Ces modifications incitent les exploitants agricoles à mieux planifier leur gestion financière et à se préparer aux imprévus tout en favorisant une approche durable et responsable de la gestion des actifs agricoles. Elles posent également la question de l’évolution future des dispositifs fiscaux dans un contexte de transition écologique et de transformation des pratiques agricoles. L’intégration des critères environnementaux dans les régimes fiscaux agricoles pourrait devenir une dimension essentielle de la politique fiscale, promouvant une agriculture plus durable et résiliente.

Projets, propositions et rapports

Fiscalité : Contrôle des investissements étrangers en France : la DG Trésor dresse le bilan de l’année 2023

Lien : Minefi, communiqué n° 1911, 4 juin 2024 (IEF)

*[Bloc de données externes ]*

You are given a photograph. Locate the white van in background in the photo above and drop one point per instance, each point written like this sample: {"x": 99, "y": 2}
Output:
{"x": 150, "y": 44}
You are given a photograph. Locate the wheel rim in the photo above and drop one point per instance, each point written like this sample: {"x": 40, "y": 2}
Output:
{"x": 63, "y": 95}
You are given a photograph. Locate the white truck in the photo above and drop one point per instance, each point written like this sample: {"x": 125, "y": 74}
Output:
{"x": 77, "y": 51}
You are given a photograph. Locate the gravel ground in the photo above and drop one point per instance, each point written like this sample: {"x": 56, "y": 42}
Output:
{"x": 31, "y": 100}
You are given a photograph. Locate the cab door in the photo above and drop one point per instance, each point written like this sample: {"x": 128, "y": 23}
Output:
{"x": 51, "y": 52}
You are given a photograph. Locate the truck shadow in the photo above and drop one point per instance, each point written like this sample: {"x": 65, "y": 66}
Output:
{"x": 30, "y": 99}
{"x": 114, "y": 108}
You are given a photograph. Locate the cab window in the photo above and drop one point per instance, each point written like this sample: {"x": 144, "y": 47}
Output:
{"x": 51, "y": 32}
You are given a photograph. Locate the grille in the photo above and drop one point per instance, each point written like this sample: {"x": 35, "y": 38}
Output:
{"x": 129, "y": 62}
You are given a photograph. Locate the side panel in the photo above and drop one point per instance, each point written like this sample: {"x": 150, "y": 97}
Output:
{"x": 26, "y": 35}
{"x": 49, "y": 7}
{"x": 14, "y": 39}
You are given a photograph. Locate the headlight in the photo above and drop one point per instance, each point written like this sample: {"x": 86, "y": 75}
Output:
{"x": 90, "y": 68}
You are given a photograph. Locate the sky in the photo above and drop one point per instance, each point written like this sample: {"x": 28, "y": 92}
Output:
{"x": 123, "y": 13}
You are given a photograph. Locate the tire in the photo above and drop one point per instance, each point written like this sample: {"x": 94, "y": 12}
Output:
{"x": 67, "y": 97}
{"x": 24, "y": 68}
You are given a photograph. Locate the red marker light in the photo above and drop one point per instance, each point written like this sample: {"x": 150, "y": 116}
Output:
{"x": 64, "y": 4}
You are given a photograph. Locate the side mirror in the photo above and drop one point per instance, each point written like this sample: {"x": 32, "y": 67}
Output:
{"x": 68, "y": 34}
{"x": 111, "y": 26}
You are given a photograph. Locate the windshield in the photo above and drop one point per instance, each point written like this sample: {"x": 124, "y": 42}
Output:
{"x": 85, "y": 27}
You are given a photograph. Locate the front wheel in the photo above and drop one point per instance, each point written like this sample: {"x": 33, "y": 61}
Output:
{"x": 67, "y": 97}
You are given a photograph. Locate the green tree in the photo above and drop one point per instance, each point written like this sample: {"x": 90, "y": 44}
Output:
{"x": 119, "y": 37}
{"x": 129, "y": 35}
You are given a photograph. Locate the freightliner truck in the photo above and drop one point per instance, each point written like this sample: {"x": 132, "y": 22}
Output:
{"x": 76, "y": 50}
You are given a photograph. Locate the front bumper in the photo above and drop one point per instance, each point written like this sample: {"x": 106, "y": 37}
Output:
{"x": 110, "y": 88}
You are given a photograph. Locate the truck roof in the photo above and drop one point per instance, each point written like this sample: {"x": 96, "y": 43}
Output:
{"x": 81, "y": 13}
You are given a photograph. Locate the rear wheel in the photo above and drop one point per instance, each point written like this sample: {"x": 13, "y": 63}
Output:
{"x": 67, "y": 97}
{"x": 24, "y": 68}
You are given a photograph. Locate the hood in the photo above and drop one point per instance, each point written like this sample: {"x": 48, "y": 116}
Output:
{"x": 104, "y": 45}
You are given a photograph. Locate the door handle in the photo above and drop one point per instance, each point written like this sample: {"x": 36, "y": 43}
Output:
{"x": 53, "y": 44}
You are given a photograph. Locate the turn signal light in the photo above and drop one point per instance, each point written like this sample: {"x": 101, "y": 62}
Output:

La Direction générale du Trésor (DG Trésor) a publié son rapport annuel d’activité relatif au contrôle des investissements étrangers en France (IEF), comme annoncé dans le communiqué n° 1911 du Ministère de l’Économie, des Finances et de la Souveraineté industrielle et numérique, daté du 4 juin 2024. Ce rapport dresse un bilan détaillé de l’année 2023, mettant en lumière les tendances, les enjeux et les résultats de la politique de contrôle des investissements étrangers.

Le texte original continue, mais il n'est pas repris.